IIHS Announces First TOUGHGUARD Awards

IIHS said there were 427 passenger vehicle crashes in 2015 where the passenger vehicle rear-ended a large truck. Such crashes have increased each year since 2011, according to the institute.

The Insurance Institute for Highway Safety announced that five North American semitrailer manufacturers have earned its new Toughguard award for creating rear underride guards that can prevent underride by a midsize car in three test modes — full-width, 50 percent overlap, and 30 percent overlap — with the car traveling at 35 mph. Semitrailers from Great Dane LLC, Manac Inc., Stoughton Trailers LLC, Vanguard National Trailer Corp., and Wabash National Corp. earned the award, IIHS announced March 1.

Underride guards, quite familiar to U.S. motorists by now, are the metal bumper that hangs from the back of a semitrailer and works to stop a smaller vehicle from sliding beneath a high-riding trailer in a rear-impact crash, thus preserving survival space for the people inside the lower-riding vehicle. All underride guards must meet federal safety standards, but IIHS research and crash tests have shown that many underride guards can buckle or break off in a crash, and when they do fail, the crashes often result in death or serious injury to people in passenger vehicles.
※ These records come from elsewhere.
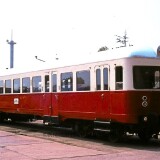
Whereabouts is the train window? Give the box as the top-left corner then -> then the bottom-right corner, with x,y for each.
115,66 -> 123,90
5,79 -> 11,93
32,76 -> 42,92
13,78 -> 20,93
103,68 -> 109,90
133,66 -> 160,89
96,69 -> 101,90
52,74 -> 57,92
45,75 -> 49,92
22,77 -> 30,93
76,70 -> 90,91
0,80 -> 3,94
154,71 -> 160,88
61,72 -> 73,91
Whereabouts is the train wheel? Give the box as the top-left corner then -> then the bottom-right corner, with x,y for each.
138,130 -> 152,142
73,122 -> 93,138
108,130 -> 122,143
108,125 -> 124,143
0,115 -> 4,123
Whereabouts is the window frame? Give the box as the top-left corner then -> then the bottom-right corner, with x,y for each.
115,66 -> 123,90
13,78 -> 20,93
5,79 -> 12,93
76,70 -> 90,91
32,76 -> 42,92
0,80 -> 4,94
22,77 -> 30,93
52,73 -> 57,92
96,68 -> 101,90
61,72 -> 73,92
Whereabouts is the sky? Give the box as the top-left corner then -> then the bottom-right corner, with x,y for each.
0,0 -> 159,69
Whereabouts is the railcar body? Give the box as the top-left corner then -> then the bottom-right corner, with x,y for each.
0,46 -> 160,141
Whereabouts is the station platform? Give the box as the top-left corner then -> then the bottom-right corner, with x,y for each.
0,130 -> 105,160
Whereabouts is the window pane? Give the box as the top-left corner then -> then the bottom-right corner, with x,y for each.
133,66 -> 160,89
52,74 -> 57,92
61,72 -> 73,91
96,69 -> 101,90
32,76 -> 42,92
5,79 -> 11,93
76,70 -> 90,91
115,66 -> 123,90
103,68 -> 108,90
0,80 -> 3,94
13,78 -> 20,93
155,71 -> 160,88
22,77 -> 30,93
45,75 -> 49,92
116,66 -> 123,82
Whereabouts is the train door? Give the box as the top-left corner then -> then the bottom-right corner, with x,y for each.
51,72 -> 59,118
43,72 -> 59,124
42,73 -> 52,117
95,65 -> 110,120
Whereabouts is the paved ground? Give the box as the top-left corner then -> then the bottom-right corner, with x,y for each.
0,131 -> 114,160
0,130 -> 106,160
1,130 -> 160,160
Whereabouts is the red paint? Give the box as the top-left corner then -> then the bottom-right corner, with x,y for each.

IIHS said there were 427 passenger vehicle crashes in 2015 where the passenger vehicle rear-ended a large truck. Such crashes have increased each year since 2011, according to the institute.

The test modes that is toughest to pass is where 30 percent of the front of the car strikes the trailer at its outermost corner: Underride guards are weakest at the outer edges of a trailer.

IIHS said the award is the culmination of six years of IIHS research and testing. "Our research told us that too many people die in crashes with large trucks because underride guards are too weak," said David Zuby, the institute's executive vice president and chief research officer, "so we designed crash tests to replicate scenarios where guards have failed in real-world crashes. At first, only one of the semitrailers we evaluated passed all three tests — the Manac. Now five trailers do. Manufacturers really took our findings to heart and voluntarily improved their guard designs."

Semitrailers from Hyundai Translead, Strick Trailers LLC, and Utility Trailer Manufacturing Co. have passed the full-width and 50 percent overlap tests but not the 30 percent overlap evaluation; those three manufacturers are working on improvements, and IIHS will evaluate their new designs when they are available for testing.

"IIHS isn't a regulatory agency, and other than safety, there was no incentive for semitrailer manufacturers to make improvements," Zuby said. "When we started testing, we weren't sure how they would respond. These companies deserve a lot of recognition for their commitment to addressing the problem of underride crashes."